“Food is the thing that makes us most human, the thing that brings us together as a community,” writes Annia Ciezadlo in Day of Honey: A Memoir of Food, Love, and War. Gwen Crist reads the quote to nine people
whose ages span several decades—taking part in the August Slow Food Utah Book Club meeting in her living room.
Ciezadlo’s point hits home: This is why Crist (pictured), current Slow Food Utah chairwoman, started the club in March 2010. “There are so many great books about food and food-related issues. I just want to read them all and have some people to share them with,” Crist says, adding that the potluck dinner is another bonus.
Crist facilitates tonight’s discussion, letting it become tangential, at times—from something similar to kitchen gossip to earnest questions searching for understanding about the whole Sunni-Shiite thing. The “slow readers” nibble from plates full of dolmas, fattoush, mujadara and other Middle Eastern dishes. The aroma is intoxicating. “Books with recipes have the highest attendance. We focus the food around the book, and people really get excited,” Crist says.

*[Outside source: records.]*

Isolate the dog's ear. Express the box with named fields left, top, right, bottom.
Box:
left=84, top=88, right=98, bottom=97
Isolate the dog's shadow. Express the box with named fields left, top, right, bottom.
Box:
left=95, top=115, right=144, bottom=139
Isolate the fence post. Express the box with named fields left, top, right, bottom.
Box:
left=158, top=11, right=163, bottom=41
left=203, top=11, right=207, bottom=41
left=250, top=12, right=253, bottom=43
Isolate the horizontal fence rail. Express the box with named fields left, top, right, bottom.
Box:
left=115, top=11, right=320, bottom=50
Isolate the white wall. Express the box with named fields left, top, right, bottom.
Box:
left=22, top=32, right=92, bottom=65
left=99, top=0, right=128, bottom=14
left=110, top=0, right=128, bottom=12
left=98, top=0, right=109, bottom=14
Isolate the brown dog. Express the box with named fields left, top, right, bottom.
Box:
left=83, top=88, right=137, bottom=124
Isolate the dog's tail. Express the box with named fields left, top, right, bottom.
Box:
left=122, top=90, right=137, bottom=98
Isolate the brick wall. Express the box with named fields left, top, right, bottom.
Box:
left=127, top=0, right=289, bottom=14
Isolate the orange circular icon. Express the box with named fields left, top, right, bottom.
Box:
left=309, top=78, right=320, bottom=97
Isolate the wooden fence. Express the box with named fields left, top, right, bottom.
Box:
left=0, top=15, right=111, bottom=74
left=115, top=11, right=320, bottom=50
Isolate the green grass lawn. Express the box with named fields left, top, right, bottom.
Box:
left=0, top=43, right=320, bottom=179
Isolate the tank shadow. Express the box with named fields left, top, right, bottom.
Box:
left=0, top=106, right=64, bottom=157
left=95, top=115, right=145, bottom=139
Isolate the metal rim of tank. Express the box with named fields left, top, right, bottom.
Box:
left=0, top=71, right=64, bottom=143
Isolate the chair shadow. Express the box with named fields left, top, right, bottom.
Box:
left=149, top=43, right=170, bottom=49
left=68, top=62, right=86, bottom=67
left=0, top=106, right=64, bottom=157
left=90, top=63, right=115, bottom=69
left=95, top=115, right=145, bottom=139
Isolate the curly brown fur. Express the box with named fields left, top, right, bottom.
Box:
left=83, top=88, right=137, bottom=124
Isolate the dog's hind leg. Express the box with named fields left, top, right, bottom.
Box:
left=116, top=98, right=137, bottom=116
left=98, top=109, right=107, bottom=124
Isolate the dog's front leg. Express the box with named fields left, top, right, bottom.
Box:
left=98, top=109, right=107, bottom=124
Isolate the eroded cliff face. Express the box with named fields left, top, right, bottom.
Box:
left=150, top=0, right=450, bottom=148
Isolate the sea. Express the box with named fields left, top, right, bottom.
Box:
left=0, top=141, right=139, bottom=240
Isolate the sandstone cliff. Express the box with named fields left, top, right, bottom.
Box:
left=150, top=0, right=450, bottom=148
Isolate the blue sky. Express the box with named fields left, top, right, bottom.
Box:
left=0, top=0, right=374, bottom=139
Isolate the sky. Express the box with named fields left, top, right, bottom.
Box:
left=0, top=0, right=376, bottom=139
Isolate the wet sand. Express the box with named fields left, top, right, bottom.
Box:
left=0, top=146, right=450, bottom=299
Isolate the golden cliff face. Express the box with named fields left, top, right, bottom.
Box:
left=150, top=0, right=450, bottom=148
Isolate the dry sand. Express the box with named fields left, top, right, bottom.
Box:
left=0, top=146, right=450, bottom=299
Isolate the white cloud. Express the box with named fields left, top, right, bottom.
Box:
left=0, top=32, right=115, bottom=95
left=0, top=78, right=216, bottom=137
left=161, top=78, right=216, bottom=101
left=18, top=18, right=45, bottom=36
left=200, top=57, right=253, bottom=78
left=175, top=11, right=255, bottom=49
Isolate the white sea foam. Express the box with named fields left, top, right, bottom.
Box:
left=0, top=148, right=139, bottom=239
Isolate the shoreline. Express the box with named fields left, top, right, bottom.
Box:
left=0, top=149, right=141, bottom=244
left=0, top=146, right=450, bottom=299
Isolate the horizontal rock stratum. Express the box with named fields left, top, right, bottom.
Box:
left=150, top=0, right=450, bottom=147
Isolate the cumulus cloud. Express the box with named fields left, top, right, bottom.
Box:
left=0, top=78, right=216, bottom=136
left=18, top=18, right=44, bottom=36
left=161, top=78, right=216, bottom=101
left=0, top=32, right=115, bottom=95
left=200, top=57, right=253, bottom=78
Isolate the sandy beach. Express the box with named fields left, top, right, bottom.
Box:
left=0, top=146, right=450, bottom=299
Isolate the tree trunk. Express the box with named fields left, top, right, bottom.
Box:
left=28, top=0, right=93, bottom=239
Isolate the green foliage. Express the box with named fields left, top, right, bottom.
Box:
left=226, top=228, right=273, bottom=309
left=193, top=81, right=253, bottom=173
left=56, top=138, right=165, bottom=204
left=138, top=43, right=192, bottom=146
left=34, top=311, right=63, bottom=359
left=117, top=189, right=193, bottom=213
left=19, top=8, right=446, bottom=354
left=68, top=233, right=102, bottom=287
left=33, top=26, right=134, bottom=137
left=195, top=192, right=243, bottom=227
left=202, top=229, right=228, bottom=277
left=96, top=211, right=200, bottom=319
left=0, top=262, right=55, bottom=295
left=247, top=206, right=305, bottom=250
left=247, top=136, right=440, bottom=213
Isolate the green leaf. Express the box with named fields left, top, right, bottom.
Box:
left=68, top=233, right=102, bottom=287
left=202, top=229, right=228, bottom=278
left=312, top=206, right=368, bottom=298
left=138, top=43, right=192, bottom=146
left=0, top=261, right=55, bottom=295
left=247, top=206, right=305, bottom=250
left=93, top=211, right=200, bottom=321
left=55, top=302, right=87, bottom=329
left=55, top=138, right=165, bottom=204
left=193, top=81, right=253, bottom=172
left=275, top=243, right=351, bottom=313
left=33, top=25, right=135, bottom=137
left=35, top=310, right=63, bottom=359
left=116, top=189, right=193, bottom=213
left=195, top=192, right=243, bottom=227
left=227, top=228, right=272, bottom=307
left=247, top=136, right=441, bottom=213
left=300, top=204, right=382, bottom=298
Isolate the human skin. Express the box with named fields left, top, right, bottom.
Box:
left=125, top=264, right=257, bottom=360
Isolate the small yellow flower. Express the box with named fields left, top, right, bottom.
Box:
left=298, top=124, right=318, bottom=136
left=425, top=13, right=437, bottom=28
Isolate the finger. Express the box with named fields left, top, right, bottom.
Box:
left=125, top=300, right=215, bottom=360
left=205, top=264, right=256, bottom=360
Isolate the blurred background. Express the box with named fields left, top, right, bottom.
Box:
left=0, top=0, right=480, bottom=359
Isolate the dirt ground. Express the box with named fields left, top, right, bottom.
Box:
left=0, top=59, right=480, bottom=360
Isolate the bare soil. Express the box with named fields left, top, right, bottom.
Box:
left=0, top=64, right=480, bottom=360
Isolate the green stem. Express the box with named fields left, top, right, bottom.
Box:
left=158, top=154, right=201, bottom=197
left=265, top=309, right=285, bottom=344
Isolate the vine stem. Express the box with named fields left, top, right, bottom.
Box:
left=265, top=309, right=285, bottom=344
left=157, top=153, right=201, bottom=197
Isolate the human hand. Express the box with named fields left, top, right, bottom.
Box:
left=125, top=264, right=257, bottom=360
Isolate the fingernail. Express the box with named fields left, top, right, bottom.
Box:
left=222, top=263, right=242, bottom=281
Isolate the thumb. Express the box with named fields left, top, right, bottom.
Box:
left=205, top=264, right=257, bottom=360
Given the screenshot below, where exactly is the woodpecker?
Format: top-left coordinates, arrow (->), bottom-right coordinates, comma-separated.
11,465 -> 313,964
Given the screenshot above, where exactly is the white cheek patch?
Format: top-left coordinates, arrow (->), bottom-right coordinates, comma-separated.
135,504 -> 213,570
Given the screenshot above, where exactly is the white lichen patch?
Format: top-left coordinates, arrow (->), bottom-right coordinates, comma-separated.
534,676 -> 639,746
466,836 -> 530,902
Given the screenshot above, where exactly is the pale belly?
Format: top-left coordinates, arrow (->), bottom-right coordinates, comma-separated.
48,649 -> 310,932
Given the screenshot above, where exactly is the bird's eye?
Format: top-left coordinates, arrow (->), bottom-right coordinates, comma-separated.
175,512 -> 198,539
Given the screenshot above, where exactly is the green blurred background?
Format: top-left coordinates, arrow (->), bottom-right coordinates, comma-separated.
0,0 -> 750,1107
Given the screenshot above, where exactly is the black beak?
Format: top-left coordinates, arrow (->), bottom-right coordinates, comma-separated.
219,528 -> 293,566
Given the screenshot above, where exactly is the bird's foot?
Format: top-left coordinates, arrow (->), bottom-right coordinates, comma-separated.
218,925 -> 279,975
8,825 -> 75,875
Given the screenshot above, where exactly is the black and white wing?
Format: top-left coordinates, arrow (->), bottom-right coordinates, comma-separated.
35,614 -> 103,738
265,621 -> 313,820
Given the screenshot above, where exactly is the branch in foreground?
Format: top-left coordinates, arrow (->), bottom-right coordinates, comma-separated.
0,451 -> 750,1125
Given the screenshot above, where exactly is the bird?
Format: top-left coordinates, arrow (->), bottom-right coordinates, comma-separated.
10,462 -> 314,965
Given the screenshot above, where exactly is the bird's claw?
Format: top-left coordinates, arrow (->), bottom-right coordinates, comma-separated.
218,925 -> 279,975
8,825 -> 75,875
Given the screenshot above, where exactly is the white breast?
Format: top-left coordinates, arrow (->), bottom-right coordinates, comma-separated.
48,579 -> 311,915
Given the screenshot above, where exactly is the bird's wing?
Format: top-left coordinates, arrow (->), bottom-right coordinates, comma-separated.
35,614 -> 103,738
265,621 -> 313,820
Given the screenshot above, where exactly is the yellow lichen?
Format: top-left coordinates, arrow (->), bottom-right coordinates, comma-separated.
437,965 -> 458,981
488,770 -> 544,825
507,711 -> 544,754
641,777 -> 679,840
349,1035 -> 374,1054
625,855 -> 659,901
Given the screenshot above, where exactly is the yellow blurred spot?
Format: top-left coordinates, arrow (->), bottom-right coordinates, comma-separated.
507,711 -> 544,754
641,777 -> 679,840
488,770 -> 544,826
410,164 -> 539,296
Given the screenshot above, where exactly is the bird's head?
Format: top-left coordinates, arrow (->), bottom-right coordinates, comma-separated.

In Day of Honey, Ciezadlo—an American whose reporter husband was on assignment in Baghdad during the height of the Iraq war—learns to appreciate her surroundings and is grounded through food and cooking. The appendix is recipe-laden; some readers skip ahead to that section. Crist says that’s normal. However, whether they’ve read the entire book or not, everyone adds to the conversation.
Some readers are regulars, others first-timers. All are welcome to meetings, and people sign up to receive a periodic newsletter by e-mailing email@example.com.
The September book is Lunch Wars by Amy Kalafa, who will appear at The King’s English Bookshop on Sept. 21 at 6:30 p.m. for the club’s next meeting.